Markets in the U.S. (S&P 500) moved back to all-time highs last week, erasing the near 6 percent pullback that began in May. China's second quarter GDP number, released last night, came in at 7.5 percent, a bit below expectations and fueling speculation of a stimulus response from Chinese officials. We'll be covering all of this in our upcoming quarterly webcast, so keep an eye out for the email notification!
Oil: An article on the Texas “oil revival” in last week's Financial Times highlighted the impact of the Permian Basin and Eagle Ford areas on U.S. oil production. It was typical of the barrage of similar articles on the fracking revolution that is occurring around the world. Prior to the 2007-09 crash, when oil was near $150 a barrel, there was a huge interest in “peak oil," M. King Hubbert's brilliant and apparently accurate 1956 prediction that U.S. oil production would peak between 1965 and 1971. But by many accounts, U.S. oil production could exceed the all-time high of the early 1970s in five or ten years.

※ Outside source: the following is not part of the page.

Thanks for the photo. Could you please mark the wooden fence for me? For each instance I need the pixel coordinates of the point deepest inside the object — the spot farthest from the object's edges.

Speaking of technology, in my opinion the most disruptive (game changing) technology of my lifetime so far has been the iPhone. The success of this has been rightfully chalked up to the wizardry of Steve Jobs and the engineers at Apple, with a lot of emphasis on things like design theory and out-of-the box thinking. But from an economist’s perspective, the best way to think about technology is that it is most successful when it minimizes the required knowledge to do something. For example, a hundred years ago (or in the 1970s, for that matter) you had to have a lot of mechanical knowledge just to keep a car on the road. Today, technology has minimized the required knowledge needed to drive hundreds of thousands of miles. You just turn a key or push a button -the tires even check themselves! The same is true of houses. You used to have to know a lot about electricity and gas infrastructure - pilot lights, fuse boxes, etc. - just to keep your house functioning. Today most new homeowners are blissfully ignorant of that stuff. And so it is with computers and smartphones. Any 12-year old can figure out how to make calls, access the internet for school reports, post updates with networks of friends, use a calculator, find directions using global satellites, etc. That was the genius of the iPhone- it minimized the required knowledge to do all of those things. And that's the way economists think about technology.
It is also the right way to think about technology in companies. Any restaurant franchise owner, for example, will tell you that the equipment in their kitchens is constantly being built to require less and less knowledge to run (they say it is "dumbed down"). Just hit this flashing green light when you hear that buzzer. This requires much less learning and knowledge on the worker's part, so it increases the pool of potential workers. Anyway, thinking of technology as minimizing the required knowledge to do something has helped me understand the world a little better, and it has helped me understand why some technology companies and their products are successful while others are not.